Sustainable Development Goals (SDGs): Text Classification Challenge
$1,000 USD
Classify text and documents by relevance to the 27 indicators of SDG #3 (Health and Well-Being)
5 September–12 November 2018 23:59
246 data scientists enrolled, 50 on the leaderboard
published 17 Oct 2018, 08:08
edited less than a minute later

i have been building the model and its doing quiet well but my challenge is in generating the submission file.

my model returns the idicators only for the articles provided within the testing dataset and from that i generate the submission file. basing on the out put of the test data, ofcourse does not have articles about all the indicator, there for my submission file has less indicators than the 27 required as the headings or column and when i try to submit it denies me that i ahve missing IDS. what could be the issues with my work. Any help pliz am junior datascientists no much experience.

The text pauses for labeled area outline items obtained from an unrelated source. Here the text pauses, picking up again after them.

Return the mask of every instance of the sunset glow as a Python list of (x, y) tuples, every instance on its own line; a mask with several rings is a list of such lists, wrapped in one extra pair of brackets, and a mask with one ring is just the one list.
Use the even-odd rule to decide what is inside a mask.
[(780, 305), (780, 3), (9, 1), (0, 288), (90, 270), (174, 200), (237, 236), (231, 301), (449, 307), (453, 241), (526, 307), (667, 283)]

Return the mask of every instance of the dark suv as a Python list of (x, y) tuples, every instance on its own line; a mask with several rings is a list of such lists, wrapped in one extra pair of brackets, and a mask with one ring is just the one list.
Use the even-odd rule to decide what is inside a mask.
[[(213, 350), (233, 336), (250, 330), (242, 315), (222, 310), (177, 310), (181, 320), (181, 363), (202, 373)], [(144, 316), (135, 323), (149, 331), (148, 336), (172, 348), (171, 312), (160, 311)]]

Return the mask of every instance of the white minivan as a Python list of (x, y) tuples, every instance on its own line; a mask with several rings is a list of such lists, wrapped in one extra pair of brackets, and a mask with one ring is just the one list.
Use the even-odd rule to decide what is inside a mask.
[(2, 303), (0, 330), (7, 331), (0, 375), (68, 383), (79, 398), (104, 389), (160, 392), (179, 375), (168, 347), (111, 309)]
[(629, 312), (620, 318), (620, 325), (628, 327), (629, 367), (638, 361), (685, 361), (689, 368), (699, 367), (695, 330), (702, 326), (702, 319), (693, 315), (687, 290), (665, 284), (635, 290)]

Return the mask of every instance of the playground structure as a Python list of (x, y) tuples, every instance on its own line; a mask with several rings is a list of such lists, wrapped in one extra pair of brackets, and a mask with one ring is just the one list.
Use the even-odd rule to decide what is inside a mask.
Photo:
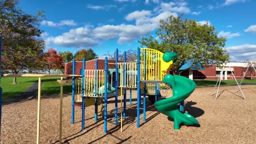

edited less than a minute later

Hi Kazoza,

You should be generating predictions for every row and each of the 27 indicators in the test data. To build you submission you could try:

# some numpy array of predictions from model
Y = model.predict(X) # has Y.shape = (something, 27)
# columns names for output
cols = open('Devex_submission_format.csv').readline().replace('\n', '').split(',')  
# build output dataframe, Where index is the Unique ID col
output = pd.DataFrame(Y, index=X.index, columns=cols[1:])
# save for submission